My first column took 24-year-old Sharee Adams to task. The daughter of United Future MP Paul Adams was appearing before a select committee hearing submissions on the Civil Union Bill, arguing that the sacrament of marriage should be the sole preserve of the heterosexual.
I didn't, and still don't, agree with that viewpoint and I'm glad that today all of us have the right to marry the person we love whoever that person may be.
It wasn't a particularly well-written column, looking back. The tone was snide, and for that, I apologise to Ms Adams who is, I hope, living in happy, heterosexual harmony with her husband somewhere on the North Shore.
As fate would have it, my own daughter ended up getting married before she graduated law school and I ended up getting married myself, despite thinking it was a silly outmoded institution. So there we go.
Over time, our views change and evolve. Of the nine original columnists, I am the only one still here.
Which means over the past 15 years, I have churned out around 720 columns. That's a lot of fish and chip paper.
For the first few years, I wrote week in, week out without a break over Christmas and New Year or when I was travelling overseas. I have filed from Tanzania, Italy, France, London, India, and Invercargill and I've written on the ocean and in the air.
Finding an issue generally isn't a problem as my main job as a talkback host means we cover a lot of news stories and I know the ones people are interested in.
What can be more challenging, especially over the past few years, is finding anything new to say on topics that come up time and time again.
I've given up writing about our shocking child abuse. I gave that up a couple of years ago. I'd been writing about the subject for 10 years and nothing, absolutely nothing, had changed. So it seemed self-indulgent to vent my spleen when it wasn't going to make a blind bit of difference to these babies' lives.

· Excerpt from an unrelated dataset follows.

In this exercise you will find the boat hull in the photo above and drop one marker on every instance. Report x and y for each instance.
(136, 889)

I've been quoted in Parliament. When then-Finance Minister Michael Cullen delivered a rather bland Budget, I asked on the radio whether anyone got excited about Budgets any more. David Cunliffe was Cullen's 2IC, and he rang in, singing the praises of his boss and lauding him as a financial savant.
I wrote a column that week in which I described Cunliffe's effusive praise as "the most egregious example of Culleningus I had ever heard". Sometimes I've been very grateful to have a forum allowing me more space to be Outraged from Grey Lynn than I would get in a letter to the editor.
I had already filed my column for the week when Grant Dalton held his memorable press conference, demanding more money for his America's Cup team or the members of the syndicate would walk. I was incensed.
These multi-property-owning, multimillionaires were demanding more money from taxpayers and as someone who'd worked as a contract worker, I'd had enough. I wrote a furious missive in about 10 minutes flat and my then editor, Miriyana Alexander, produced the memorable headline, "Go Fund Yourselves!"
I've seen four editors come and go on to bigger and better things and still I'm here. Fifteen years is quite the tenure in this modern age, although I've got a ways to go before I beat Harry Mead of the Northern Echo in Britain who wrote a weekly column for that paper for 50 years.
Thank you to those of you who've told me you enjoy my column. And my apologies to those I've angered or hurt by going off half-cocked or trying to be a bit too clever or because I've been intemperate in my language.
It's a privilege to have a space where I can express my opinion and I can assure you I have never, and will never, take that privilege lightly.